It was reported that if the FST exceeds 0.15, it suggests a high degree of differentiation [33]. The results in our study provided evidence for breed differentiation (FST = 0.220). It also indicated that most of the variation is within breeds. The results of FIS and FIT denoted a possible inbreeding history of the breeds. The F values suggested that WB, RB, and JAB have experienced non-intensive inbreeding. The rate of gene flow (Nm) between the breeds revealed that they have possibly practiced gene exchange by disassortative mating. A significant differentiation (FST = 0.11) between Tunisian indigenous rabbit populations was previously reported [31]. In China, the native and exotic rabbit breeds had a mean FST of 0.099 indicating barely fair differentiation between the breeds (10%), and the Nm was high (0.818 to 6.031) denoting possible gene exchange between the breeds [31]. The Egyptian native breeds BB, JAB, RB, and White Giza (WG) and the exotic breed NZW had an inbreeding coefficient (FIT) of 0.279, and the heterozygote deficit within populations (F) ranged from 0.045 in NZW to 0.266 in BB [26]. The FST values indicated that NZW was the most differentiated population (F = 0.194). Galal et al. reported low genetic variation in Egyptian native breeds [34].
A neutrality test signifies the past and current genetic state of a population, in terms of random versus non-random evolution. The distribution of D values is naturally conservative, and so the great deviation from the mean D expresses the power of D values in response to the genetic changes in a population [23,35]. In this study, the great deviations of D values, in some loci, from the breed overall means reflect significant evolution events in the breeds. The breed BB had been split from a crossbred population and had not experienced selection. Similarly, NZW is randomly bred over subsequent generations, with no evidence of a breeding history. Therefore, the D values in BB and NZW denote the allele richness, with intermediate frequencies for most of the alleles, and the overlap between BB and NZW was due to disassortative mating. The breeds WB, RB, AR, and CH exhibited negative mean D values, denoting that they have possibly endured genetic drift to evolve to modern breeds and the overlap between them was due to disassortative mating. The breed JAB was initiated from a small population and it had possibly undergone a founder effect to evolve in a separate genetic branch; therefore it is highly conserved.
The analysis of the D values and the phylogenetic trees reveals the extent of the breed specificity. The JAB rabbits formed a unique and stable breed. There was overlapping between all the breeds, except JAB. The BB, WB, RB, NZW, AR, and CH breeds lacked genetic specificity, due to the gene exchange between them. Earlier studies reported genetic mixtures among the native and exotic rabbit breeds in Egypt [26,36]. Also, the genetic distances between WB, RB, NZW, AR, and CH were estimated [28]. The shortest distance was between WB and RB (1.77), and the farthest was between NZW and AR (2.13). The results revealed that CH was genetically the closest to WB and RB. The Jabali breed demonstrated a distinct genetic profile that enriches global rabbit diversity and contributes to the broader effort to maintain livestock genetic resources, which are recognized as a cornerstone for food security, climate change adaptation, and the long-term sustainability of animal agriculture.
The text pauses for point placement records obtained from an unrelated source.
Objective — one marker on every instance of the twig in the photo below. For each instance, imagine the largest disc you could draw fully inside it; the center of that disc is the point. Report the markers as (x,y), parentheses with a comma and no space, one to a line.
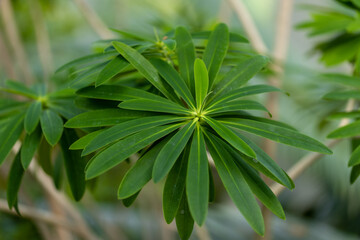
(249,26)
(42,215)
(14,39)
(93,19)
(305,162)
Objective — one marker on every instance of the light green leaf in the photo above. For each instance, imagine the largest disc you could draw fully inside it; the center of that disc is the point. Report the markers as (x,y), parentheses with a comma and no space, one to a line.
(186,56)
(10,134)
(52,126)
(201,82)
(150,105)
(14,181)
(277,134)
(139,174)
(174,187)
(32,117)
(121,150)
(172,77)
(171,151)
(239,76)
(350,130)
(142,65)
(215,51)
(230,137)
(74,164)
(29,146)
(125,129)
(105,117)
(197,178)
(235,185)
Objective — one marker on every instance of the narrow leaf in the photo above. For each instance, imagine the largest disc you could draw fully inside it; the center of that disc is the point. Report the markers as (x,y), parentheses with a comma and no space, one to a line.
(52,126)
(32,117)
(197,178)
(171,151)
(121,150)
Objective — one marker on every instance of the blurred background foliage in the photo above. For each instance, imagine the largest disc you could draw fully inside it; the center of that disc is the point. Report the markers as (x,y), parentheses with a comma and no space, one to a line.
(323,205)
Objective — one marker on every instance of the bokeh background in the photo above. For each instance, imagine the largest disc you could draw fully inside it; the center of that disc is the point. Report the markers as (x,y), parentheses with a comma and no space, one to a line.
(52,32)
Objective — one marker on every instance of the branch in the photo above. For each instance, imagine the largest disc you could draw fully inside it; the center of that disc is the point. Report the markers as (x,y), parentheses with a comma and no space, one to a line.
(249,26)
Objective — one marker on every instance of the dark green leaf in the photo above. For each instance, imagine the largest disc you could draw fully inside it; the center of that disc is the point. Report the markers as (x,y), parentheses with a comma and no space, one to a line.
(184,221)
(74,164)
(122,130)
(230,137)
(174,187)
(235,185)
(10,134)
(121,150)
(32,117)
(106,117)
(29,146)
(215,51)
(197,178)
(52,126)
(136,178)
(14,181)
(171,151)
(277,134)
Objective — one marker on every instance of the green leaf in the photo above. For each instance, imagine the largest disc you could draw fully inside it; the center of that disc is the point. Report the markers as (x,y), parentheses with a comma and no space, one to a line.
(14,181)
(114,67)
(355,173)
(277,134)
(230,137)
(10,134)
(115,93)
(171,151)
(142,65)
(186,56)
(201,82)
(175,186)
(19,88)
(82,142)
(355,157)
(342,95)
(121,150)
(125,129)
(164,105)
(74,164)
(172,77)
(234,37)
(239,76)
(32,117)
(105,117)
(259,188)
(29,146)
(242,92)
(136,178)
(130,200)
(90,59)
(215,51)
(266,165)
(236,185)
(235,105)
(52,126)
(184,221)
(197,178)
In line with these findings, the Jabali population should be considered a priority for conservation. Both in situ (on-farm management, selective breeding) and ex situ (gene banks, cryopreservation) strategies are urgently needed to safeguard this genetic heritage for future generations.

5. Conclusions

The native rabbit breeds possess high genetic variation, making them highly diverse. However, the retention of these breeds in small flocks has led to inbreeding and gene exchange, resulting in a decline in their genetic specificity. This study underscores the urgent need for sustainable conservation efforts to preserve these valuable rabbit resources, which are important for maintaining genetic diversity and adaptability—qualities that hold global significance in fostering resilient ecosystems, biodiversity, and sustainable agricultural practices worldwide.

Author Contributions

Conceptualization, M.M.A. and E.A.E.-G.; Methodology, M.M.A. and E.A.E.-G.; Software, M.M.A. and E.A.E.-G.; Validation, M.M.A., S.M.A., S.S.A.-M., A.M.A., E.A.E.-G., N.A.A., S.M.E.-T., H.M.A., L.Y., K.H., M.S.H. and Y.W.; Formal analysis, M.M.A., A.M.A., S.M.A. and E.A.E.-G.; Investigation, M.M.A.; Resources, M.M.A., S.M.A., E.A.E.-G. and Y.W.; Data curation, M.M.A.; Writing—original draft, M.M.A., S.M.A., S.S.A.-M., E.A.E.-G., S.M.E.-T. and H.M.A.; Writing—review and editing, M.M.A., S.M.A., S.S.A.-M., A.M.A., N.A.A., S.M.E.-T., H.M.A., L.Y., K.H., M.S.H. and Y.W.; Visualization, S.M.A., S.S.A.-M., A.M.A., E.A.E.-G., N.A.A., S.M.E.-T., H.M.A., L.Y., K.H., M.S.H. and Y.W.; Supervision, E.A.E.-G.; Project administration, E.A.E.-G.; Funding acquisition, M.M.A. All authors have read and agreed to the published version of the manuscript.

Funding

This research received no external funding.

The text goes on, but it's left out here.